This story was inspired by photos shared with us from Dale Martin, a gentleman who photographed Verde Canyon Railroad’s future FP7 locomotives, #1510 and #1512, in 1987. The engines were parked at a railroad museum in Portola, CA not long after being retired from the Alaska Railroad. The neglected condition of these classic locomotives could not disguise their beauty, though it sometimes takes a special kind of dreamer to keep such machines alive…
Built to Last: Keeping These Giants Alive
Imagine a world were connections were hard to come by, and far from the closest coffee shop Wi-Fi signal. States and towns were separated by vast distances, forests, deserts and wilderness.

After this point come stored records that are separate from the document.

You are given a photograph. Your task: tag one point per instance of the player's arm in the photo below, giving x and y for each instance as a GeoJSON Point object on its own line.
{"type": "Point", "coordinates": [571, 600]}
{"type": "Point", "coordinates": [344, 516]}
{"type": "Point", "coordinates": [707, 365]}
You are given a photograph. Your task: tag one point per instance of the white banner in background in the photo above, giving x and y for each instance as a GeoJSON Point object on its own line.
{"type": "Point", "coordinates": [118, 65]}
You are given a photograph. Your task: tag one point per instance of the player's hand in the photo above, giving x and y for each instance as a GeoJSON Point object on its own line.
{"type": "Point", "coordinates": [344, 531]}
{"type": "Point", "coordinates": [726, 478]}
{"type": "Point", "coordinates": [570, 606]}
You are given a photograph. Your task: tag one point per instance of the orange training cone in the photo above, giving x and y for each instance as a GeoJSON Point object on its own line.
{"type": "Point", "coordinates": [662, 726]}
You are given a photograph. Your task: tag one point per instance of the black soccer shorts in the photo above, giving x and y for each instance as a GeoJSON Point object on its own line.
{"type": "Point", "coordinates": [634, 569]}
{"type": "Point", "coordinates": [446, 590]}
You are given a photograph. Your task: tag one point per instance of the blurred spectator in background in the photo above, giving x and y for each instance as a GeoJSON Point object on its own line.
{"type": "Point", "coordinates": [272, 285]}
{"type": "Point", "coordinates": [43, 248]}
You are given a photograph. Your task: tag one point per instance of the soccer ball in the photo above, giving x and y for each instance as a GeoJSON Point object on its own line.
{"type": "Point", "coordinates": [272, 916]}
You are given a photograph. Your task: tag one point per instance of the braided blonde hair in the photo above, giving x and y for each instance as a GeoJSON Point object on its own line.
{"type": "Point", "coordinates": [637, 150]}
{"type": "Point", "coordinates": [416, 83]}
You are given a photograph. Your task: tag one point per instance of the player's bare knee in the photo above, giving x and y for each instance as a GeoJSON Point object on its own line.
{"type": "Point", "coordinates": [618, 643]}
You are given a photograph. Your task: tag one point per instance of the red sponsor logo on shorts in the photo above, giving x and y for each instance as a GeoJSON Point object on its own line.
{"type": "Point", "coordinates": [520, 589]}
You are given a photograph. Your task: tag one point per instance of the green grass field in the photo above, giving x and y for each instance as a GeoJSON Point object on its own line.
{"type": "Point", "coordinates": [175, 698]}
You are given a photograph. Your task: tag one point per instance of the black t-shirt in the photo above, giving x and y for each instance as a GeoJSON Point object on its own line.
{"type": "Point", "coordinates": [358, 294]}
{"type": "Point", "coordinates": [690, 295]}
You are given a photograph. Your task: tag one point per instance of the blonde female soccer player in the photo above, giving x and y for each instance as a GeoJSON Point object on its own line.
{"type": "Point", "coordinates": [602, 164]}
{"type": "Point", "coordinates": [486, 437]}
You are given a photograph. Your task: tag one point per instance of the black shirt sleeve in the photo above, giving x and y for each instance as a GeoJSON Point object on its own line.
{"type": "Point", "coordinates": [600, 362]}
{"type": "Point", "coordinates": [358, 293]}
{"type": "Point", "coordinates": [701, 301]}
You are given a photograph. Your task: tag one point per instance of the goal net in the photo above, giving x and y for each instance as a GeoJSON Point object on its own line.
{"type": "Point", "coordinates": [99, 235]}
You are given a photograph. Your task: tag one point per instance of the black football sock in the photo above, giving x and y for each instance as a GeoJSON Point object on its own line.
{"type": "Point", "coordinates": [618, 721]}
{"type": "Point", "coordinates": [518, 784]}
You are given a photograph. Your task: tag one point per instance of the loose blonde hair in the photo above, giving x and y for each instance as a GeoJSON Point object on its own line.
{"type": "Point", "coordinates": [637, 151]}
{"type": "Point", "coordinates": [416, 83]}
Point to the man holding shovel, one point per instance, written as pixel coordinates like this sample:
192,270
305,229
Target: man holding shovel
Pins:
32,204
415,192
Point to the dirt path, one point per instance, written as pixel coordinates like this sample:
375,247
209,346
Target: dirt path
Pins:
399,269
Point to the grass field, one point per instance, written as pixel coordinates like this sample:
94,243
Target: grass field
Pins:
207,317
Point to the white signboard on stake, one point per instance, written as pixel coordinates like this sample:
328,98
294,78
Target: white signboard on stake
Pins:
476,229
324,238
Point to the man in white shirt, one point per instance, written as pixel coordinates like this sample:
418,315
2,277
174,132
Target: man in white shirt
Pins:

Once upon a time news traveled slowly, delayed by days and weeks, via inky newsprint that stained fingers and lined birdcages. Access to certain fruits, veggies and other regional perishables was limited.
Finally, the time came when muscle, sweat, imagination and steel forged connections linking far-flung territories with people, livestock, goods and information. This era was long before cell-phones, leased cars and hairstyles demanding an update every six months. Railroads were built to last; so crucial they were to the country’s commerce, travel and security. The visionaries who built these train lines had an eye on the nation’s future, just as the visionaries who now maintain this living history share a keen appreciation for their importance.
The Western Group understands the great value of train travel and how it built the West. In keeping historic locomotives, railcars and tracks maintained as living, breathing links to the past, The Western Group shows an immense respect for our nation’s forefathers and the epic effort that linked our country one rail at a time. Historic locomotives, with storied pasts worth sharing, are iconic to both the Verde Canyon Railroad and Texas State Railroad.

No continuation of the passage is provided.